消えた霊草や神花を探すことができるかもしれないから、と。
いずれ入れる日は来るだろう。
だが、それは今ではないようだ。
「仕方ない。僕の分まで情熱的に探してきてね、レイエス嬢」
「わかりました。情熱的に探してきます」
農家の神器を両手に携えた聖女は、教師たちと一緒に森へと消えていった。
見えないが見送りしたクノンは、来た道を引き返す。
「神花かぁ」
あの森のどこかで、貴重な植物が芽吹いているかもしれない。
想像するだけで楽しみだった。
聖女や教師たちには、ぜひとも探し出してほしいものだ。
「――レディを待たせるのは、紳士としてどうかと思いますわ」
「あ、ごめんね」
第十一校舎の自分の教室へ向かうと、ドアの前で立ち尽くす女性が一人。
クノンと同じような体格なので、同年代だろう。
商売の方で待たせたかと思ったが――
「でも聞いていた通りですわ。素敵な眼帯の紳士。

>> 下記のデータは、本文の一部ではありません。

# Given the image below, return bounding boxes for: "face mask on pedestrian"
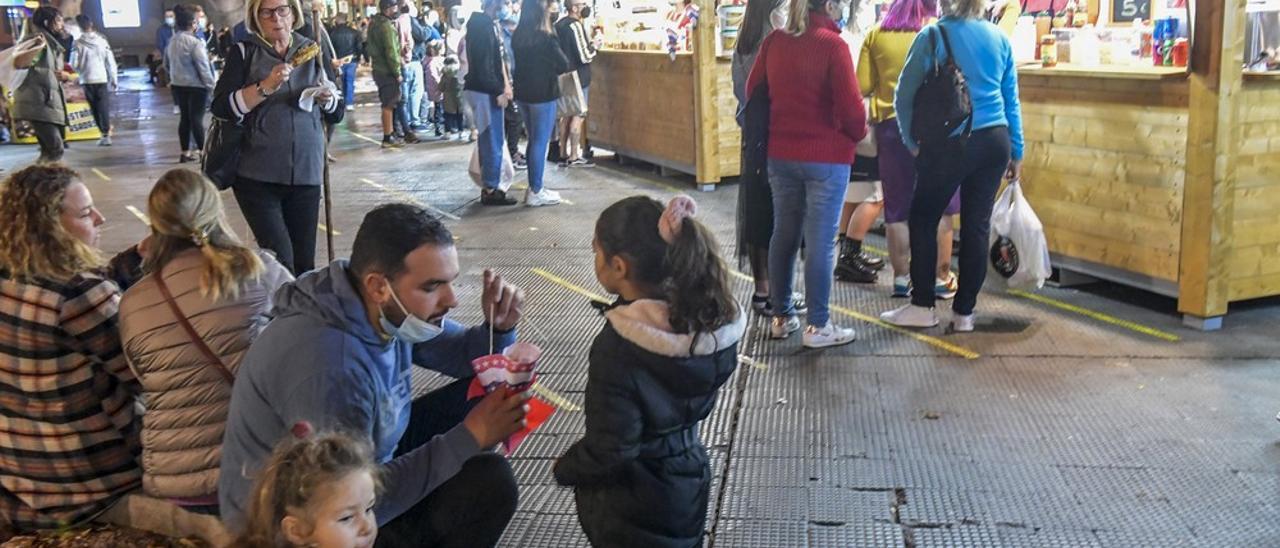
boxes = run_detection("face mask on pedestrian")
[378,286,444,344]
[769,3,790,28]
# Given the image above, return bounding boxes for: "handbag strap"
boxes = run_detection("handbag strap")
[152,268,236,384]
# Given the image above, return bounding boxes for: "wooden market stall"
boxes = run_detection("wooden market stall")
[1019,0,1280,329]
[586,0,741,191]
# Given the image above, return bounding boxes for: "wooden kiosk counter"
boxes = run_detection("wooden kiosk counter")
[1019,0,1280,329]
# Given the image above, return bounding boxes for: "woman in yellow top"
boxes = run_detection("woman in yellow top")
[858,0,960,298]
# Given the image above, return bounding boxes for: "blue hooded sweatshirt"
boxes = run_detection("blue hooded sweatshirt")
[218,260,516,529]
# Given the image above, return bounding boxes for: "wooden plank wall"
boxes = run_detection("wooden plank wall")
[588,51,696,170]
[1019,74,1188,282]
[1229,81,1280,301]
[716,58,742,178]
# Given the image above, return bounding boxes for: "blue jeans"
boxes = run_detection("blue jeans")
[342,61,356,106]
[769,157,849,328]
[476,96,507,189]
[403,61,425,127]
[520,101,556,192]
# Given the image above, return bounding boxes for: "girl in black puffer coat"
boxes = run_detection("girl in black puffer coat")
[554,196,746,548]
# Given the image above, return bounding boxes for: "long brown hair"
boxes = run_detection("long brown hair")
[232,434,380,548]
[142,169,264,301]
[595,196,739,333]
[0,164,104,282]
[735,0,786,55]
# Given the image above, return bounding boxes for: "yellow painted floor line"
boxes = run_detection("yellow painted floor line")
[529,269,613,303]
[730,270,982,360]
[360,177,462,220]
[124,206,151,227]
[347,132,401,152]
[1009,289,1183,342]
[532,383,582,412]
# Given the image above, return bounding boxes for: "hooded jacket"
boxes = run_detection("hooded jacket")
[554,300,746,548]
[76,32,116,87]
[10,24,67,125]
[218,260,516,530]
[120,248,293,498]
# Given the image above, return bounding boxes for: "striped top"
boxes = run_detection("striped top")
[0,271,142,530]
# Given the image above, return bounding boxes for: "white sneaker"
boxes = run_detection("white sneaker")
[525,187,561,207]
[804,323,858,348]
[881,305,938,328]
[769,316,800,339]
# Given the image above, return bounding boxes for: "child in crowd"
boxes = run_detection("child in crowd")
[440,55,462,141]
[424,40,444,137]
[233,432,379,548]
[554,196,746,547]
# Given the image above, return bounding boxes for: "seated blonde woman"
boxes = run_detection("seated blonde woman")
[120,169,293,515]
[0,164,145,533]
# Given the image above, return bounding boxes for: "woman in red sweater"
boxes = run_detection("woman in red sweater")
[746,0,867,348]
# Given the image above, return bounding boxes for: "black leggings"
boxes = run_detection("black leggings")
[374,379,518,548]
[232,177,320,275]
[83,83,111,137]
[28,120,65,164]
[173,86,209,152]
[908,125,1010,315]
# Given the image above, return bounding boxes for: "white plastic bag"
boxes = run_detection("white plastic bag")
[989,181,1052,289]
[0,40,44,93]
[467,146,516,192]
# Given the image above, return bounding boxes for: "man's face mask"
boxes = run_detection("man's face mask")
[378,280,444,344]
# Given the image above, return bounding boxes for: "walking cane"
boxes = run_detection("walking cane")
[311,4,342,262]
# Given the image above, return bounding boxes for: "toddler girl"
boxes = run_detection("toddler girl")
[233,434,378,548]
[554,196,745,547]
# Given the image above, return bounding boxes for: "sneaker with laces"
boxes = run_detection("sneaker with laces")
[769,316,800,339]
[525,187,561,207]
[933,271,960,301]
[893,275,911,298]
[804,323,858,348]
[881,305,938,328]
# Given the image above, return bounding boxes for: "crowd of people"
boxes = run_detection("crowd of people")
[0,0,1023,547]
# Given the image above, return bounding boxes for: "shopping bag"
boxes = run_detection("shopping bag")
[467,144,516,192]
[991,181,1052,289]
[0,40,44,93]
[556,70,586,117]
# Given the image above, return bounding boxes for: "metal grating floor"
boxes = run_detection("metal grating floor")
[45,82,1280,548]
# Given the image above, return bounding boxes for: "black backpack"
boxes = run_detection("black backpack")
[911,24,973,149]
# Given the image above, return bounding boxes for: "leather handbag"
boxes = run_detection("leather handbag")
[152,269,236,384]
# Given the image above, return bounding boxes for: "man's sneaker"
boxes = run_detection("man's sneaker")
[893,275,911,298]
[933,273,960,301]
[804,323,858,348]
[480,188,516,206]
[525,187,561,207]
[836,255,878,283]
[769,316,800,339]
[881,305,938,328]
[751,293,809,316]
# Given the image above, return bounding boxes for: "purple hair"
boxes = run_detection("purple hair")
[881,0,938,32]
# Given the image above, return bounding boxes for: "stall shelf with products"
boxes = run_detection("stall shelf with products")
[1015,0,1280,329]
[586,0,741,191]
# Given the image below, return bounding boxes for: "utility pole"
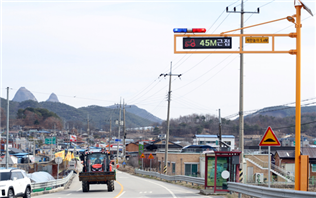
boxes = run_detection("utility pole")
[226,0,260,176]
[123,100,126,163]
[116,100,121,164]
[218,109,222,151]
[87,113,90,151]
[159,62,182,174]
[5,87,10,169]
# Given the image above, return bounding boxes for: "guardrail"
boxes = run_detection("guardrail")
[31,171,74,191]
[227,182,316,198]
[135,169,205,185]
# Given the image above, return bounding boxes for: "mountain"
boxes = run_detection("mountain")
[107,105,163,124]
[46,93,59,102]
[1,98,153,129]
[12,87,37,102]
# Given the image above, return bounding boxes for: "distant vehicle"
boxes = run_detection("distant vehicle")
[180,145,216,153]
[79,152,116,192]
[0,169,32,198]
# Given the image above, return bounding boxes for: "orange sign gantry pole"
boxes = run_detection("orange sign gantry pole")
[295,5,303,190]
[174,0,313,191]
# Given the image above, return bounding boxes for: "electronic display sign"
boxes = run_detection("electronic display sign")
[183,37,232,49]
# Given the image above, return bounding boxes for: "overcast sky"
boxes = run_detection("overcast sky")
[0,0,316,120]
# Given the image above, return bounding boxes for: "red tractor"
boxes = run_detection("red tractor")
[79,151,116,192]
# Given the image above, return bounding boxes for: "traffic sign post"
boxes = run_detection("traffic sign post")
[55,157,63,186]
[148,153,154,171]
[259,127,281,188]
[174,0,313,191]
[140,153,145,170]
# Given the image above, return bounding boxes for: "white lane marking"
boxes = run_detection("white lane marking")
[116,191,125,198]
[132,176,177,198]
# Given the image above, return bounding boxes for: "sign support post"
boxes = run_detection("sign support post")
[268,146,271,188]
[174,0,313,191]
[259,127,281,188]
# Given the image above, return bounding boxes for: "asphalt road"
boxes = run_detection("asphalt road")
[37,171,224,198]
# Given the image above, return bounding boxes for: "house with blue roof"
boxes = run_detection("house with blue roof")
[193,135,235,150]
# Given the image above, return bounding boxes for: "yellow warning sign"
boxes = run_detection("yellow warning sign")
[148,153,154,159]
[259,127,281,146]
[140,153,145,158]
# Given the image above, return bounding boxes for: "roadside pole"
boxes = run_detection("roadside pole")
[294,5,303,190]
[160,62,182,174]
[123,100,126,163]
[116,100,121,164]
[149,159,151,171]
[5,87,10,169]
[268,146,271,188]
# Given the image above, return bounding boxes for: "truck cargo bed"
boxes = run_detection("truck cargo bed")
[79,172,116,181]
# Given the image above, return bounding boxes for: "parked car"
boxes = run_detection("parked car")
[0,169,32,198]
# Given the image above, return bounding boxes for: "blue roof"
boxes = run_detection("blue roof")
[195,135,235,138]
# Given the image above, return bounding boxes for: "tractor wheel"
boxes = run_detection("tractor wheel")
[82,181,90,192]
[108,180,114,192]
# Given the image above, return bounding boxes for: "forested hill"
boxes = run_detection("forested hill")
[108,105,162,124]
[246,106,316,118]
[1,99,153,129]
[162,109,316,138]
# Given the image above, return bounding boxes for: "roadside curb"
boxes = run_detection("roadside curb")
[31,187,65,196]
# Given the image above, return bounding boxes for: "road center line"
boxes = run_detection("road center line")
[132,176,177,198]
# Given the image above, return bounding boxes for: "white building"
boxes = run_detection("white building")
[193,135,235,150]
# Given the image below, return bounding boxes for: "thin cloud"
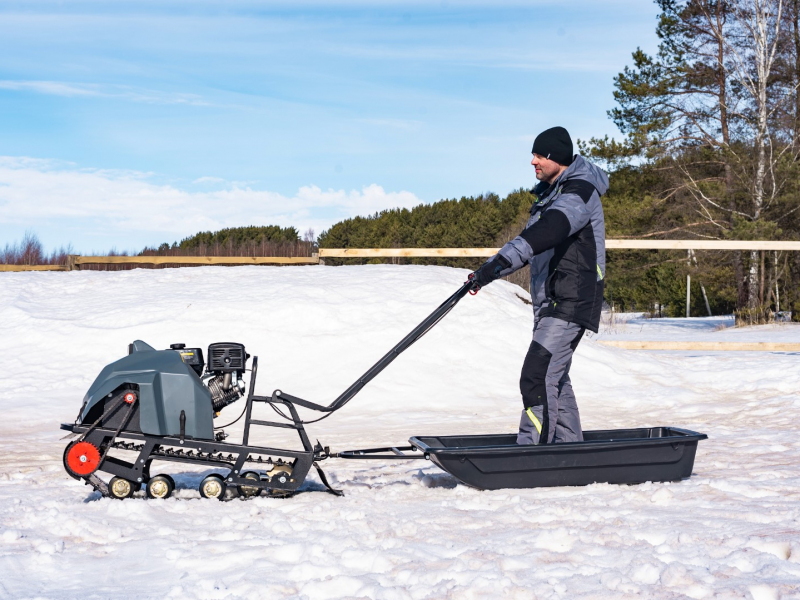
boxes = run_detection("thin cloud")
[0,79,213,106]
[0,157,422,244]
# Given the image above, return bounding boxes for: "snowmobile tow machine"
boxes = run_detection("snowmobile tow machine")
[61,281,707,499]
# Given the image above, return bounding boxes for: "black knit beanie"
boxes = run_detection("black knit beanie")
[531,127,572,165]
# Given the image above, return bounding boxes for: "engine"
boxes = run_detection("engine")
[170,342,250,415]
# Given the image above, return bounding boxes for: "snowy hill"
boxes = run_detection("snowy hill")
[0,265,800,599]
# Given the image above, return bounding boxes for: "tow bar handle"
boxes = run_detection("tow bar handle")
[331,446,426,460]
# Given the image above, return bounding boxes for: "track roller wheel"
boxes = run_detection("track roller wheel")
[236,471,261,498]
[267,464,294,498]
[64,441,100,479]
[108,477,139,500]
[147,475,175,499]
[200,473,227,500]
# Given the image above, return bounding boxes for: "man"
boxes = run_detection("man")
[471,127,608,444]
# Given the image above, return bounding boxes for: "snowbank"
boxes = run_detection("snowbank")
[0,266,800,599]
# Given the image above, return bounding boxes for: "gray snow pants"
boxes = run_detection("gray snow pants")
[517,317,585,444]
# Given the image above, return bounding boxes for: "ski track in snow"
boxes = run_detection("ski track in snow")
[0,265,800,600]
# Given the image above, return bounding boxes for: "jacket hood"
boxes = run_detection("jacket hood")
[558,154,608,196]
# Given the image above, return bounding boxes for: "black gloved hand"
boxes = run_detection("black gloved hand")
[470,254,511,287]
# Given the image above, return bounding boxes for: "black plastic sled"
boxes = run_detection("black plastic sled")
[336,427,708,490]
[409,427,708,490]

まさにあなたのことね」
深海を思わせる長い藍色の髪に、強い青の瞳。
容姿はあまり似ていないが。
しかし、その目を見た瞬間、直感的に思った。
「もしかしてジオエリオン先輩の従妹のレディ?」
そう問いかけると、彼女は綺麗なカーテシーを取った。
「ええ――初めまして、クノン先輩。わたくしはセララフィラと申します」
綺麗なカーテシーだが、それ以上に。
「……すごい」
クノンは彼女の背後に注視していた。
――セララフィラに憑いているのは、方々に伸びる巨大なクリスタルの塊だった。